Reading Group Archive (2014)
How to Design Programs
On October 17 to November 28 we discussed the book How to Design Programs by Felleisen et. al.
On October 3 we hosted a guest speaker Ben Lippmeier talking about his work on applying flow fusion in compilers to scale computations to large data sets.
Flow Fusion for the Biggest Data
The great MapReduce has fallen and shattered into myriad creatures: Pig, Impala, Dryad, Naiad, Dremel, Druid, and Shark to name a few. Once revered as the gateway to the biggest data, raw MapReduce is now being covered up and pushed aside in favour of faster and easier approaches. The myriad creatures Pig, Impala, Dryad and so on are languages and systems for distributed programming, largely originating from the databases community. Although they seem like a disparate collection at first, on closer inspection they turn out to share a common data-parallel data-flow architecture. Not mere databases, most are general purpose programming environments which support computational workloads consisting of arbitrary user defined-code. Not mere programming environments, some embed full language run-times and compile incoming queries to native code on the fly. Though this lens the modern distributed database is a full language, compiler, and runtime -- query optimisation is data-flow program optimisation, and query compilation is data-flow program compilation. The functional programmers in the audience will know that data-flow programs are also first-order functional programs, so they're that too.
In this talk I'll give an overview of the myriad creatures, then present my recent work on query / data-flow compilation. Existing compilation methods cannot fuse general branching data-flows -- meaning that if a produced table is consumed by several physical operators it may be materialised in memory (or on disk) in an intermediate stage. Flow fusion is an approach to compile such data-flows into single imperative loops that do not require intermediates to be materialised. I'll also talk about the ramifications for query planning -- choosing to fuse clusters of operators into single loops prevents others from being fused. In recent joint work we reduce this query planning problem to an Integer Linear Programming problem and use an external solver to compute the optimal clustering.
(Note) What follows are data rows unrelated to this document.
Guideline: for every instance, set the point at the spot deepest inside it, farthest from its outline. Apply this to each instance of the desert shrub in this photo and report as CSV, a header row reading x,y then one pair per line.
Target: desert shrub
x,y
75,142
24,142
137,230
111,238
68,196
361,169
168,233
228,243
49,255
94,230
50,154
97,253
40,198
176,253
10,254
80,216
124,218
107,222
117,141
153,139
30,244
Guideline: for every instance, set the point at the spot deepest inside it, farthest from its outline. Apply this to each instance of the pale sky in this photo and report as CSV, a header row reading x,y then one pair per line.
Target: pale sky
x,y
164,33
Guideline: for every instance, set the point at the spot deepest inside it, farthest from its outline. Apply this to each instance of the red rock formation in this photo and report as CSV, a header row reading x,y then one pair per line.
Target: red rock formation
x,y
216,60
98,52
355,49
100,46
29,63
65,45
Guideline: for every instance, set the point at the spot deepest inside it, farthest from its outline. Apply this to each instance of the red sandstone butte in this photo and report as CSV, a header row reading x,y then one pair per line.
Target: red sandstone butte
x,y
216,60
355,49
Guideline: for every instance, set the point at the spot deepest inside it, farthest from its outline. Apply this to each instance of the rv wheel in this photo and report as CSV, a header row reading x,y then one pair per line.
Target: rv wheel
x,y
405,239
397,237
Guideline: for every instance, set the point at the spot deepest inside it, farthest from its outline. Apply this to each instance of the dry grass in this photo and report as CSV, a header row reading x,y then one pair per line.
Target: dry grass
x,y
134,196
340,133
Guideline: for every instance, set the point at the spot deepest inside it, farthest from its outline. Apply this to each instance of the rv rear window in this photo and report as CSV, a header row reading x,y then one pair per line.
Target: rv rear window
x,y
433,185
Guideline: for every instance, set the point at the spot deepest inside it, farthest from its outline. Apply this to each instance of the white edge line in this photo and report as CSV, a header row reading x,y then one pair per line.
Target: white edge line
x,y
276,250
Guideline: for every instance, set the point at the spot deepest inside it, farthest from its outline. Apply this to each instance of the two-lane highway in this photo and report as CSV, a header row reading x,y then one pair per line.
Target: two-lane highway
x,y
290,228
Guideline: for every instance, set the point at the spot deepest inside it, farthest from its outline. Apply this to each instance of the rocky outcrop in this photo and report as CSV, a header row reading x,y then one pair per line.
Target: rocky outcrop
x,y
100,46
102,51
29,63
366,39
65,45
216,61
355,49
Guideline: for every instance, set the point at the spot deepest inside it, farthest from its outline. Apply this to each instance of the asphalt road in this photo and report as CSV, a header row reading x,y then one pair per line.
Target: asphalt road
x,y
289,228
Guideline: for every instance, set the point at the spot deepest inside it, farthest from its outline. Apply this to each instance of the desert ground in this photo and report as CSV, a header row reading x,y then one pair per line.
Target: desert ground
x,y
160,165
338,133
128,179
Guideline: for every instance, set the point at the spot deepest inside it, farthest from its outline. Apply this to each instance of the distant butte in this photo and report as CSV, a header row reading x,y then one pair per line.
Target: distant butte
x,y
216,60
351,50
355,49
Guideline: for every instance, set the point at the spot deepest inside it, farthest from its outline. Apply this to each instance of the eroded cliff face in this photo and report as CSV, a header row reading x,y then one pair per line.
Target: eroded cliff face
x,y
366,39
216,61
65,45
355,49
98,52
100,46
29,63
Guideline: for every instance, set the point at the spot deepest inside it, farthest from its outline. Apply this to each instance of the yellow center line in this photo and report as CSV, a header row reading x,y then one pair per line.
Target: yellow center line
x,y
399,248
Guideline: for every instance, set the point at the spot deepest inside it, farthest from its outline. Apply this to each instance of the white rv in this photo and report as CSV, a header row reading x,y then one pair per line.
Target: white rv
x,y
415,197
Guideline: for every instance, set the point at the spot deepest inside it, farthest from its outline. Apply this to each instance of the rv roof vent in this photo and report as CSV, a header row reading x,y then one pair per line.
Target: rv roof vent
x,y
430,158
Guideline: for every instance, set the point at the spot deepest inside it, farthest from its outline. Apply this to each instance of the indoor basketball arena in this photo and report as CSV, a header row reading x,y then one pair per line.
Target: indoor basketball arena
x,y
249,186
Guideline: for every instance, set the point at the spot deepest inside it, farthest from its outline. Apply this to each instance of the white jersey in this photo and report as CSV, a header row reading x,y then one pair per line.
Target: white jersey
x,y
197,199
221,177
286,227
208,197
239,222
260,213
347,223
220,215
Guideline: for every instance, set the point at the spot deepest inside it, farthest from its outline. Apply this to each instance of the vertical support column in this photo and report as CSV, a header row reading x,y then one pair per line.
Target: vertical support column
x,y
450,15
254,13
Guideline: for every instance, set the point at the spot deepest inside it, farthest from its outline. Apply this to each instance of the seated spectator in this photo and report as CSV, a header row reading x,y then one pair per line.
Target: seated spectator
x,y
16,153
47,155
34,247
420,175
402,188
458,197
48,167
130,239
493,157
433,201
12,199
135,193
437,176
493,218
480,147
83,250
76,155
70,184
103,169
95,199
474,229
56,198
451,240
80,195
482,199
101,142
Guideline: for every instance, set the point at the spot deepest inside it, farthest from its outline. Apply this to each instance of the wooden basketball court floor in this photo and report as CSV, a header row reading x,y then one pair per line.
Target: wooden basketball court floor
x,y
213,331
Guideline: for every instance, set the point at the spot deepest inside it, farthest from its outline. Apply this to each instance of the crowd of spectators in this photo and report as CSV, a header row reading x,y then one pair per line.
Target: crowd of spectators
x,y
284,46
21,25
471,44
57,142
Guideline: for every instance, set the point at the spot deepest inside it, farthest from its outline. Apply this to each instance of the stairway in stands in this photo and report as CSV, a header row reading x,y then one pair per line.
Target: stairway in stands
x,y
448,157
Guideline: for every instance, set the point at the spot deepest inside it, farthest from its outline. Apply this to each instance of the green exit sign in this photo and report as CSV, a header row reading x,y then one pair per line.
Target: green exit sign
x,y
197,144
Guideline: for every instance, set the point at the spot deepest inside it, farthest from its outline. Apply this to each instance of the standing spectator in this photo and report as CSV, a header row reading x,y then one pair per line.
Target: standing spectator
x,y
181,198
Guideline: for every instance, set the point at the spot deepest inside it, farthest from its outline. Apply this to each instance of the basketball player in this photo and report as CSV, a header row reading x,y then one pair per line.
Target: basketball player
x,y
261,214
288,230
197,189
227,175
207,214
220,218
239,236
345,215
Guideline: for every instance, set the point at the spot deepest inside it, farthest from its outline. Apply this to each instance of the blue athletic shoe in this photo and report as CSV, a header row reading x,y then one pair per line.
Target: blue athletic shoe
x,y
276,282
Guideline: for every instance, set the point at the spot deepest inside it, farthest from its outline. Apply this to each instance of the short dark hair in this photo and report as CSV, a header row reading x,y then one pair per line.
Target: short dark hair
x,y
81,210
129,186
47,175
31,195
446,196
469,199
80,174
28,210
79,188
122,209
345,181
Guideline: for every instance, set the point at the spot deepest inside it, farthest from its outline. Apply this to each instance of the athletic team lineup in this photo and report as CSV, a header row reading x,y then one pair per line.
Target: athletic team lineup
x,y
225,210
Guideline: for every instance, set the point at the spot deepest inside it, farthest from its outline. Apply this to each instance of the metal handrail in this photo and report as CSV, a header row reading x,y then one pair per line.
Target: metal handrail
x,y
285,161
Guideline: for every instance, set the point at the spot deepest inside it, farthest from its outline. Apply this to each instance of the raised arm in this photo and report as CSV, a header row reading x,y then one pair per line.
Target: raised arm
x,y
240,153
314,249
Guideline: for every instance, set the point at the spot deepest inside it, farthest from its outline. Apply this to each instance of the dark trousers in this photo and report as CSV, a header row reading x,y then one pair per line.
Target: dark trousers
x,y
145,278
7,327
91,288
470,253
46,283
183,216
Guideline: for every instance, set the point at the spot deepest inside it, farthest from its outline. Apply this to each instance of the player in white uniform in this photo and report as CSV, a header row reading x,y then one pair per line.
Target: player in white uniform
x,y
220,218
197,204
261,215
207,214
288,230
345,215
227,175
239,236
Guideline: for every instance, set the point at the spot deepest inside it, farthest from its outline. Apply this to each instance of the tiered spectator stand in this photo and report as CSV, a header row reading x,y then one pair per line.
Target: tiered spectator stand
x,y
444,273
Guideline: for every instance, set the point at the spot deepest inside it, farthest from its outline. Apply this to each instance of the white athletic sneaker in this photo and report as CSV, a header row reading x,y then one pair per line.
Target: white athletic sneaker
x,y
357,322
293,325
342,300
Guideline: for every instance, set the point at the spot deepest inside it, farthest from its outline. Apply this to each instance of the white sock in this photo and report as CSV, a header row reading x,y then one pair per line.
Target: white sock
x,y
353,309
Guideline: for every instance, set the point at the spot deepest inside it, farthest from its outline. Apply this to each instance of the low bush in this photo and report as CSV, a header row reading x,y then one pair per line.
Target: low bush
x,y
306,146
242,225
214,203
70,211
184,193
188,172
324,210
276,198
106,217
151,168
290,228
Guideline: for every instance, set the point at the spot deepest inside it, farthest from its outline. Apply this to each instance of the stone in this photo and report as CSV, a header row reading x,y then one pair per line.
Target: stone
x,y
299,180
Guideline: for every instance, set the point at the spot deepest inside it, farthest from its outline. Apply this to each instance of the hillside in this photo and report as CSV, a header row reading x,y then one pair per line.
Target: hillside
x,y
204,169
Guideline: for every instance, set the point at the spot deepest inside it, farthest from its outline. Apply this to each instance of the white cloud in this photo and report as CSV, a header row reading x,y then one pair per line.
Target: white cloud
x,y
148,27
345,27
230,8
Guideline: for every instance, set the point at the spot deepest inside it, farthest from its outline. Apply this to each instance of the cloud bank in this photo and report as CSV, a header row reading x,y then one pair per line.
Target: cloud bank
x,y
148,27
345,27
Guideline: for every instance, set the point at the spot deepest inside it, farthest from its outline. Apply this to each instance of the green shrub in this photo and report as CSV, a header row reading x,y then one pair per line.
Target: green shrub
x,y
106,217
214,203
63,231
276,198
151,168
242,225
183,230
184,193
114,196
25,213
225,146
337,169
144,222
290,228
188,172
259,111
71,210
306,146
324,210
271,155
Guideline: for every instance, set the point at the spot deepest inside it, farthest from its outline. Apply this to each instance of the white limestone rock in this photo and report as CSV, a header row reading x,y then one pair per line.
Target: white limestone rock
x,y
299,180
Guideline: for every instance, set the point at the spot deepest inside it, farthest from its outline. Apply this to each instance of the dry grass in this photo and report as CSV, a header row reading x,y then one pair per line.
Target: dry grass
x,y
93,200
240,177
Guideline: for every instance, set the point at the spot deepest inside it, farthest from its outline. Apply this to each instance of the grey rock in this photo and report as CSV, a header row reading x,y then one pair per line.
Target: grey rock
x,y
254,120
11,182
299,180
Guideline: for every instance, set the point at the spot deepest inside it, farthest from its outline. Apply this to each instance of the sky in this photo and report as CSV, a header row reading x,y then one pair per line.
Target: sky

Respect Your Parents: How Attribution and Rewriting Can Get Along
On August 29 Tony Sloane gave a practice version of an upcoming SLE 2014 talk.
Attribute grammars describe how to decorate static trees. Rewriting systems describe how to transform trees into new trees. Attribution is undermined by rewriting because a node may appear in both the source and product of a transformation. If an attribute of that node depends on the node’s context, then a previously computed value may not be valid. We explore this problem and formalise it as a question of ancestry: the context of a node is given by the tree’s parent relationships and we must use the appropriate parents to calculate attributes that depend on the context. We show how respecting parents naturally leads to a view of context-dependent attributes as tree-indexed attribute families. Viewed in this way, attribution co-exists easily with rewriting transformations. We demonstrate the practicality of our approach by describing our implementation in the Kiama language processing library
Joint work with Matt Roberts and Len Hamey.
Type Inference for the Spine View of Data
On August 22 Matt Roberts gave a practice version of his upcoming WGP 2014 talk.
In this work we describe both a type checking and a type inference algorithm for generic programming using the "spine view" of data. The spine view of data is an approach to decomposing data in functional programming languages that supports generic programming in the style of Scrap Your Boilerplate and Stratego. The spine view of data has previously been described as a library in a statically typed language (as in Haskell), as a language feature in a dynamically typed language (as in Stratego), and as a calculus of patterns (as in the Pattern Calculus). The contribution of this paper is a type inference algorithm for the spine view and a sound type relation that underlies this inference algorithm. The type inference algorithm does not require any type annotations to be added in support of the spine view. This type inference algorithm is an extension of Hindley-Milner type inference, thus showing how to introduce the spine view of data as a language feature in any functional programming language based on Hindley-Milner.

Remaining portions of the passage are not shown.